India has for long been espousing its Look East foreign policy. RCEP is an opportunity to add substance to it. Enmeshing its trade with the member countries of the Eastern region viz., the ten ASEAN and the five others already having FTAs with them—Australia, China, Japan, New Zealand and South Korea—is an effective way of doing it. Devising arrangements to ensure that China, despite its size and economic muscle, does not dominate the ensuing overall trading relations in this partnership is no longer a fervent wish. Three member countries viz., Australia, Japan and South Korea, collectively and severely have the capability to effectively checkmate it and ensure fair treatment to all. Along with India, Australia and Japan are together in the newly formed Quad. It is likely to be more of an economic co-operation set-up than a hard core military alliance (earlier the US and Australia had joined AUKUS, the pure defence arrangement with the US and UK, and last week Japan and Australia signed up a bilateral defence co-operation understanding).

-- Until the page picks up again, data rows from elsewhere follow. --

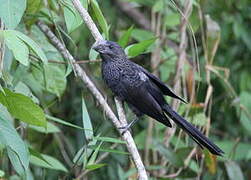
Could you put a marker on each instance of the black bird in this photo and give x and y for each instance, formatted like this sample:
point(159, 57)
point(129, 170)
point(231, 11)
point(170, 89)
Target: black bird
point(143, 91)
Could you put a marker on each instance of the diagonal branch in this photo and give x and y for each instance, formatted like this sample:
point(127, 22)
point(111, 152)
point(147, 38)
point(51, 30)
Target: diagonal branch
point(93, 89)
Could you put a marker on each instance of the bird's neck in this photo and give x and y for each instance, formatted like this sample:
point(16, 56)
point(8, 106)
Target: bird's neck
point(117, 59)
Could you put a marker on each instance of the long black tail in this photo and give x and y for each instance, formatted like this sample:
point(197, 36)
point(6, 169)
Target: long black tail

India, which in recent years has realised that the free trade agreements (FTAs) of the past with Japan, South Korea and South Asian nations had not benefitted it as much as was expected, has for quite some time been struggling to finalise its new bilateral trade pacts. Except for the one with United Arab Emirates (UAE), it has been in prolonged negotiations with the EU, the US and Australia. Other than a few low hanging fruits, no substantive trade benefits are likely to be reaped by it even after these are finalised. Under such circumstances, it should be worthwhile for it to signal to the RCEP nations about its willingness to resume its negotiations to become a partner of theirs. A more accommodative stance than before can be expected of them—most of them are keen to have India inside the pact, though a complete separate “carve out” for it is not likely to be agreed to (already an agreement had been verbally reached in the 2019 negotiations to let India reduce its tariffs only on 83% of its traded items against the 90% prescribed for others). Another indication of their earnestness was the unanimous declaration at the time of forming the multilateral trade agreement in 2020, that India upon joining, would be considered a founding member and accorded all the obligations and preferences as them.
Dr Ajay Dua, a development economist by training, is a former Union secretary, Ministry of Commerce and Industry.